Cheika doesn’t expect apology over bugging claim

Date published: February 8 2017

Wallabies coach Michael Cheika does not expect an apology from New Zealand Rugby over inference that someone from his team placed a listening device in the All Blacks’ hotel last year.

Cheika admitted to being surprised that New South Wales police have charged the transgressor, a 51-year-old man named Adrian Gard, who was working as a security consultant for the All Blacks.

The incident took place in the build-up to the trans-Tasman rivals’ Bledisloe Cup Test in Sydney and led to a war of words between Cheika and All Blacks boss Steve Hansen.

This after the revelation of the listening device was only made on the morning of the Test – which the All Blacks won 42-8 – despite it being discovered by the New Zealand Rugby Union at the beginning of that week.

Cheika admitted to being surprised that New South Wales police have charged the transgressor, a 51-year-old man named Adrian Gard, who was working as a security consultant for the All Blacks.

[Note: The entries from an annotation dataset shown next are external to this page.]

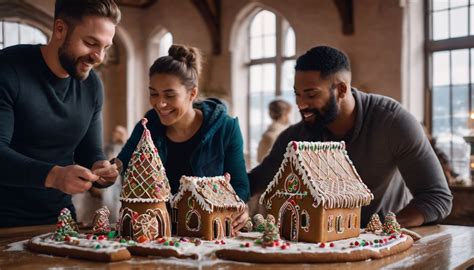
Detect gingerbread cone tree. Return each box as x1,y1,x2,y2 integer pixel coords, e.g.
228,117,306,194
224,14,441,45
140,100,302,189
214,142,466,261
365,213,382,232
120,118,170,202
118,118,171,242
92,206,110,234
53,208,78,241
383,212,400,234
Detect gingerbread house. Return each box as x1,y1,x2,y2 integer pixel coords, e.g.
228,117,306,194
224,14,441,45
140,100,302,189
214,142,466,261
260,141,374,243
171,174,246,240
118,118,171,242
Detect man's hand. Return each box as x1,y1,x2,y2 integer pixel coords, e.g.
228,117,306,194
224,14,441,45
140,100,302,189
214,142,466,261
232,207,249,236
92,160,119,187
44,165,99,195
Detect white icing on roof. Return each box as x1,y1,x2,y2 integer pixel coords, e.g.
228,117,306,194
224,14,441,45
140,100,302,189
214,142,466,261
170,176,245,212
260,141,374,209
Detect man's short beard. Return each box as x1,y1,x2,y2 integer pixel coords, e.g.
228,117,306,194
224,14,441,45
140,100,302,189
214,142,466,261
300,88,339,129
58,32,93,81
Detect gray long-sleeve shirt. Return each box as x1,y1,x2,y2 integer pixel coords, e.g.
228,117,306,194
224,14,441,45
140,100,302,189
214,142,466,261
249,88,452,226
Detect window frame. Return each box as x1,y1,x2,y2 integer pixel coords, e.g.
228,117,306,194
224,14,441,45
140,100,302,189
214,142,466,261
245,8,297,167
424,0,474,169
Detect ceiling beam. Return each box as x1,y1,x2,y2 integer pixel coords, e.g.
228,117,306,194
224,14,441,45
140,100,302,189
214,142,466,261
192,0,222,55
334,0,354,35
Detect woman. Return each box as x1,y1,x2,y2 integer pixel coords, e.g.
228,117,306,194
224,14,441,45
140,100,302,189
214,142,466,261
118,45,250,232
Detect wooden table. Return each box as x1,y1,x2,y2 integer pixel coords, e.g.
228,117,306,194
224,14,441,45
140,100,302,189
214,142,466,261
0,225,474,270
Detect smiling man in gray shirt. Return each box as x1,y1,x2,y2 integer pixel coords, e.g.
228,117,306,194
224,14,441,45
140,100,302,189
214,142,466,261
249,46,452,227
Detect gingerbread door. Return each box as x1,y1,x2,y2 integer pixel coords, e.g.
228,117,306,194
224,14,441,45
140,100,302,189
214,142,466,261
279,201,299,241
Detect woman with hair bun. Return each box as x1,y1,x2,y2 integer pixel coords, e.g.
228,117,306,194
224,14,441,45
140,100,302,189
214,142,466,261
118,45,250,232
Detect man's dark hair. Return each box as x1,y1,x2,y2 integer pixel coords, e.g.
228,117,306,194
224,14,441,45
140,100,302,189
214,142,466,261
295,46,351,78
54,0,121,27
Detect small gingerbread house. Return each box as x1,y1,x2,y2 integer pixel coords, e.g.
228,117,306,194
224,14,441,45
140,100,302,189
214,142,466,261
118,118,171,242
171,174,246,240
260,141,374,243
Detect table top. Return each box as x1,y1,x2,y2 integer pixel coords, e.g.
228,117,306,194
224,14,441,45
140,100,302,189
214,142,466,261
0,225,474,270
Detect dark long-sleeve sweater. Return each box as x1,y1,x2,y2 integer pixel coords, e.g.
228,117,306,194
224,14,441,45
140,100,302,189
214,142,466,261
249,89,452,227
0,45,105,227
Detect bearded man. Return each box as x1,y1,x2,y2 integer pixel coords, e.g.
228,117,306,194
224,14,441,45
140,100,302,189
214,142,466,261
249,46,452,227
0,0,120,227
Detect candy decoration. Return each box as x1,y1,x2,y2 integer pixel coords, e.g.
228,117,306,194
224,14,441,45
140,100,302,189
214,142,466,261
382,212,400,235
365,213,382,233
92,206,110,234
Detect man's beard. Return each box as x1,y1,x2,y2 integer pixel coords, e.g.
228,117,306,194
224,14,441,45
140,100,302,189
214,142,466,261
58,34,95,81
300,89,339,129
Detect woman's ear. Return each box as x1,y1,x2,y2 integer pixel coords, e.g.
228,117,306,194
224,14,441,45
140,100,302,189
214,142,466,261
189,86,199,101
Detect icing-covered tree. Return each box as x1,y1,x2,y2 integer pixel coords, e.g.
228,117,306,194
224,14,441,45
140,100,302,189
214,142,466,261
365,213,382,232
53,208,78,241
382,212,400,234
262,215,280,246
92,206,110,234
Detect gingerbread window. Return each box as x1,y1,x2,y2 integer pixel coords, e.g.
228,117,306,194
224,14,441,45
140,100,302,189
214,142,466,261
186,210,201,232
301,210,310,232
336,215,344,233
328,215,334,232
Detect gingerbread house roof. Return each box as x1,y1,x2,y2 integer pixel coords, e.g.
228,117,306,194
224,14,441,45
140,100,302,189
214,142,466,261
120,118,170,203
170,174,245,212
260,141,374,209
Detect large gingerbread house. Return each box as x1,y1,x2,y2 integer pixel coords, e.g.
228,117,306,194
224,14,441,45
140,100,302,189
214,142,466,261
170,174,246,240
118,118,171,242
260,141,373,243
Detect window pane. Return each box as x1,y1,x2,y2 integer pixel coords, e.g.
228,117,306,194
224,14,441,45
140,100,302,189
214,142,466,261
250,65,262,93
262,64,276,92
433,10,448,40
250,36,264,59
281,60,296,93
263,36,276,57
158,32,173,57
433,51,450,87
450,7,468,37
431,0,449,10
469,6,474,35
449,0,469,8
260,10,276,35
432,86,451,137
451,49,469,85
284,27,296,57
452,84,469,136
4,22,19,47
250,11,263,37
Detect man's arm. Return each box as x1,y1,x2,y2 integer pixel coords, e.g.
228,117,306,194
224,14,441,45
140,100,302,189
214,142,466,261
0,59,54,188
387,108,452,227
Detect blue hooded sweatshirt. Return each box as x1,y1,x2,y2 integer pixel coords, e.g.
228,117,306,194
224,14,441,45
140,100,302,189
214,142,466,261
118,99,250,201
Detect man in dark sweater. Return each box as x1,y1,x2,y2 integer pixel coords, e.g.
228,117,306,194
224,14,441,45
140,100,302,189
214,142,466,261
249,46,452,227
0,0,124,227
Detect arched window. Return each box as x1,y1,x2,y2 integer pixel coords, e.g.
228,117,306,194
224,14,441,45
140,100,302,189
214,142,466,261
0,20,48,49
246,10,297,167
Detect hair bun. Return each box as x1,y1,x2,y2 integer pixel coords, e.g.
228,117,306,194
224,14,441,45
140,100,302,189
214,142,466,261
168,44,201,73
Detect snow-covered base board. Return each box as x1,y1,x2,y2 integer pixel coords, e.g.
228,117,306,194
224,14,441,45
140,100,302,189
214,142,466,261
26,233,131,262
124,232,413,263
27,232,413,263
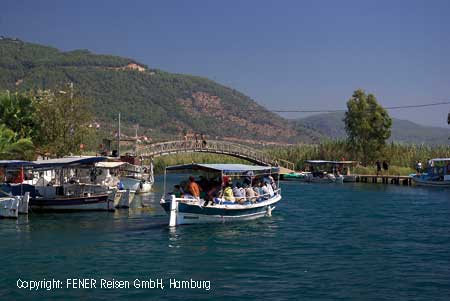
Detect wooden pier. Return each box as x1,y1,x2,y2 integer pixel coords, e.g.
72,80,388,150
356,175,412,186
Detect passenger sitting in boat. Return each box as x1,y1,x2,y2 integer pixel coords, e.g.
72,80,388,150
233,183,245,203
259,181,269,199
188,176,201,198
173,185,184,198
269,176,277,191
223,182,235,202
196,176,208,191
264,182,275,197
244,184,256,202
252,186,261,201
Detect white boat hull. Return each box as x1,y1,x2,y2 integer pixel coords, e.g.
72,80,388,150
120,177,152,193
161,194,281,226
18,192,30,214
113,190,136,208
0,197,20,218
412,177,450,187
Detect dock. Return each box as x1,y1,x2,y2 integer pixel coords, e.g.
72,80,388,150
356,175,412,186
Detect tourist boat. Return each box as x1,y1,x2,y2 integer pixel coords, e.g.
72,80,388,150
0,160,33,218
411,158,450,187
304,160,344,183
120,163,154,193
282,171,310,181
30,157,114,211
161,164,281,227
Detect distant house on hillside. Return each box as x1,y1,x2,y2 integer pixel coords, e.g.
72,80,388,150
124,63,145,72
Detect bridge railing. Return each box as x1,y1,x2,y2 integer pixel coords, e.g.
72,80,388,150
140,140,277,165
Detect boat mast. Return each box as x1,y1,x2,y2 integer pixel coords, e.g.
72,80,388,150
117,112,120,157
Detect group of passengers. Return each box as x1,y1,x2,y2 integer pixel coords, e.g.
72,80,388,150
173,176,277,206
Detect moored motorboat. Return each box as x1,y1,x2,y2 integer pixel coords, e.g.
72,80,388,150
411,158,450,187
0,160,34,218
30,157,114,211
161,164,281,226
304,160,356,183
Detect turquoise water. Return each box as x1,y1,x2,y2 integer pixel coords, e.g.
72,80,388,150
0,178,450,300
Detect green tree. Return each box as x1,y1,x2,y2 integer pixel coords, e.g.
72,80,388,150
0,91,37,141
0,125,35,160
36,91,93,156
344,90,392,165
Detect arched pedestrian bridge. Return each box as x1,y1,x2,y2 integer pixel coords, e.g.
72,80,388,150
140,140,279,166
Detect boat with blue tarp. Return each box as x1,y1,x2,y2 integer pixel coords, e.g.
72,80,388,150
0,160,34,218
161,164,281,226
411,158,450,187
30,157,114,211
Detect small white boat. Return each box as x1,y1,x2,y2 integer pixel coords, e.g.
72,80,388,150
30,157,114,211
0,160,34,218
411,158,450,187
114,189,136,208
304,160,356,183
161,164,281,227
0,196,19,218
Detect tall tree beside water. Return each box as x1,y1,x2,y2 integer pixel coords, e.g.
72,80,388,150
0,91,37,141
0,91,36,160
344,89,392,165
36,91,93,156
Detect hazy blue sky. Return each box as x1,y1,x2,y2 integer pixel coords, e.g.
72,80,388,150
0,0,450,126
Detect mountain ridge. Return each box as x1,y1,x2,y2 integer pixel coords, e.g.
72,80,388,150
0,37,450,144
0,38,320,143
293,112,450,145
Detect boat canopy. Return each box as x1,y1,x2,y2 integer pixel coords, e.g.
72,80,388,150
305,160,357,165
0,160,35,168
95,161,131,169
33,157,108,170
431,158,450,162
166,163,280,175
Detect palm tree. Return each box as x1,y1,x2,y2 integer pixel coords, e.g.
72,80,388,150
0,125,35,160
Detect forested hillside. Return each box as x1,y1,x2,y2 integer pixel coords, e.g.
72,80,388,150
296,112,450,145
0,38,321,143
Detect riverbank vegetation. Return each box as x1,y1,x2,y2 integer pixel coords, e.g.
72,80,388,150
266,140,450,175
0,90,97,160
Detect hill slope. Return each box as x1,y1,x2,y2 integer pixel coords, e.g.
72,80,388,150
295,112,450,145
0,38,320,142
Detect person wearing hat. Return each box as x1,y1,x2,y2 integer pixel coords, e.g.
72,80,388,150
188,176,201,198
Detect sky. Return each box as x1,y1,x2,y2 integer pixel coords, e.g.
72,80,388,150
0,0,450,127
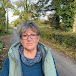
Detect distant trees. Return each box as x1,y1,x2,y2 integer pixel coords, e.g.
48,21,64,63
35,0,76,31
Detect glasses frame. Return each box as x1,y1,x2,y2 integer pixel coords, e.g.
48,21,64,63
22,34,39,40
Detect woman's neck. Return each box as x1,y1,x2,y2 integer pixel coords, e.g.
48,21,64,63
23,49,37,59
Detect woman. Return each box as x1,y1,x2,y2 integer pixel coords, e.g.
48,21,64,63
1,21,58,76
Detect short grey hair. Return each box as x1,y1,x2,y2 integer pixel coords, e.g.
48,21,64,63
19,21,40,38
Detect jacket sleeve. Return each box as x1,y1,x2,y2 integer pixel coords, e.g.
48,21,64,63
1,56,9,76
52,56,59,76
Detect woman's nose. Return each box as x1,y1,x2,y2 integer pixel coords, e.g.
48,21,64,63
27,36,32,41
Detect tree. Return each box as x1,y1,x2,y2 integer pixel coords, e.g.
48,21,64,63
0,0,6,32
0,0,12,32
35,0,75,31
14,0,32,21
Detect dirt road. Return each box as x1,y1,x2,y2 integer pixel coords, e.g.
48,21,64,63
10,29,76,76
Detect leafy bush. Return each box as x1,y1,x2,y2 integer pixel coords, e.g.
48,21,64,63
0,40,3,52
40,28,76,49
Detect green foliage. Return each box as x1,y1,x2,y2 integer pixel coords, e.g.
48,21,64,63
61,2,76,31
0,7,6,32
0,40,3,53
52,0,76,31
40,27,76,50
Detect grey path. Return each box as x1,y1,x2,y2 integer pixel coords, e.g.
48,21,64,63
10,29,76,76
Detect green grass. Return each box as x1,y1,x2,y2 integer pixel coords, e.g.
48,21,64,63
0,40,3,53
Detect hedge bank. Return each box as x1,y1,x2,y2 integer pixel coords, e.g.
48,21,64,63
40,28,76,50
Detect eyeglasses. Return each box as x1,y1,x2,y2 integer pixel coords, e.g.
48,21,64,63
22,34,38,39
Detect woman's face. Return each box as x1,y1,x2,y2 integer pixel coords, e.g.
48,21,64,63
21,29,40,51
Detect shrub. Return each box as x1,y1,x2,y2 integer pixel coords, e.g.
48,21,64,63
40,28,76,50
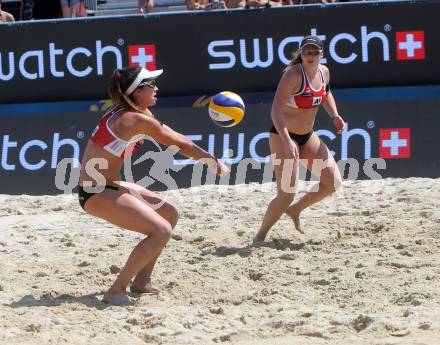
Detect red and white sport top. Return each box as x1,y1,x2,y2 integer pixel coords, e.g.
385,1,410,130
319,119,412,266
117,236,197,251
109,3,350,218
90,107,144,158
286,64,327,109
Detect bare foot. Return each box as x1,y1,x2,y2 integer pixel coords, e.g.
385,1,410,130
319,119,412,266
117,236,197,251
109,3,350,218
130,279,159,295
286,205,304,235
102,291,135,306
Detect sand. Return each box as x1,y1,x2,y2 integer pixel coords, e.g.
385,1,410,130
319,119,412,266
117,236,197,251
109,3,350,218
0,178,440,345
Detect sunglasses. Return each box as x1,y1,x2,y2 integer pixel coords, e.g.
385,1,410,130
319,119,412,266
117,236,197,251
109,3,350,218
139,79,156,89
301,49,322,56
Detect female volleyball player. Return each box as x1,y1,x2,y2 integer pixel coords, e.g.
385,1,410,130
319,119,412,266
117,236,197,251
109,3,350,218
254,36,344,241
79,67,229,304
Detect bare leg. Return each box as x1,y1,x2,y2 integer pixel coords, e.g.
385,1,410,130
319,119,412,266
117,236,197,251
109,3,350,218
254,133,298,241
147,0,154,13
61,5,72,18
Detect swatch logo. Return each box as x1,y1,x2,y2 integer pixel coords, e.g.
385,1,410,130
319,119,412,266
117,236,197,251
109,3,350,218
379,128,411,158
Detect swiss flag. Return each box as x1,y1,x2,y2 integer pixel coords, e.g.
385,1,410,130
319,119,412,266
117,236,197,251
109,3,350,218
379,128,411,158
128,44,156,71
396,31,425,60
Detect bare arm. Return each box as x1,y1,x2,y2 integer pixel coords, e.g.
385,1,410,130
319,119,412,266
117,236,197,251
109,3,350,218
138,115,229,174
322,66,344,134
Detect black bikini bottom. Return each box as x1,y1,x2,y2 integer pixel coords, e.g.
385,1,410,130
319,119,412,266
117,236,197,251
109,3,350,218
269,126,313,146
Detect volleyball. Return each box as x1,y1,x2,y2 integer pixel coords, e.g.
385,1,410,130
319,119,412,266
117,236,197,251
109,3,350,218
208,91,245,127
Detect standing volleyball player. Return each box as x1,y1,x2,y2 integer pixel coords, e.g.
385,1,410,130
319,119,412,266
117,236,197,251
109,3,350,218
79,67,229,304
254,36,344,241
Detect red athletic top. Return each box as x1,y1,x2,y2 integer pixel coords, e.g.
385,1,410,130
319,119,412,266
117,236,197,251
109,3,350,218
286,64,327,109
90,107,144,158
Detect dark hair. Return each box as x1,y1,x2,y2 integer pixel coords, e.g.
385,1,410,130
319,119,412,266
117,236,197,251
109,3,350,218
283,49,302,73
108,67,150,114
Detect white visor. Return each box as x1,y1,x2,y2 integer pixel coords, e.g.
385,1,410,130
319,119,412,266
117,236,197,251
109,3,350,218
124,68,163,96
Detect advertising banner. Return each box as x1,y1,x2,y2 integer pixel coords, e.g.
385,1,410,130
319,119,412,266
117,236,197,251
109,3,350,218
0,1,440,103
0,87,440,194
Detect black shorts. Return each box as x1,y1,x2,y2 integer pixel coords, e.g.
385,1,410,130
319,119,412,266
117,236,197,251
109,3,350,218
269,126,313,146
78,186,119,210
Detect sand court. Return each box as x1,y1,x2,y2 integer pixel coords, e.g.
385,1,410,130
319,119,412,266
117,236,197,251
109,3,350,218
0,178,440,345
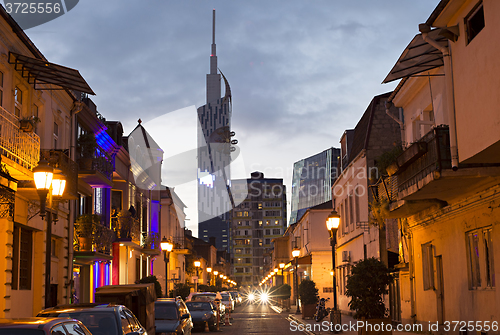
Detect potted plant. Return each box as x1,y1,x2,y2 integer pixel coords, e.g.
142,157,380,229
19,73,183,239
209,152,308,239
19,115,40,133
346,258,393,335
299,279,319,319
75,214,101,251
76,132,97,170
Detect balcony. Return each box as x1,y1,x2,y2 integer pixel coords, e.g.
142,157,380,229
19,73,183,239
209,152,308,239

Australia Rugby Union chief executive Bill Pulver said on Tuesday he was disappointed that the story broke on the morning of such an important match, while Hansen said the charge is “bizarre and unbelievable”.

When asked whether an apology would suffice, Cheika told Stuff: “Nah, I’m not expecting anything, I don’t think that’s necessary. They made a call.

“They made their play and the police have shown that to be a different outcome to what maybe that inference was but I don’t expect anything like an apology.

“I’d forgotten about it really and then it came up. I was surprised they (police) were still onto it but there was an investigation to be had and they did their business and came up with that solution and that outcome.

“I knew one thing was definiteā€¦ the inference was that we were involved, I know that was ridiculous. I knew that would be in the final outcome.”

Gard, who has worked as a security consultant for the All Blacks for seversl years, will appear in a Sydney court on March 21.

Cheika said it was reassuring to know that no one from his camp had anything to do with the incident, particularly after police interviewed several staff about the incident at the Australian Rugby Union headquarters.

“It’s not nice to have to answer questions from police and stuff like that, especially when you’ve got absolutely nothing to do with it,” he said.

“I certainly didn’t think that (a charge being laid) would happen. I’m surprised. I’ll be interested to see what happens from here. It’s pretty much water under the bridge as far as I’m concerned and it was what it was at the time and the reactions were real at the time.

“Nothing is going to stick in my mind too long.”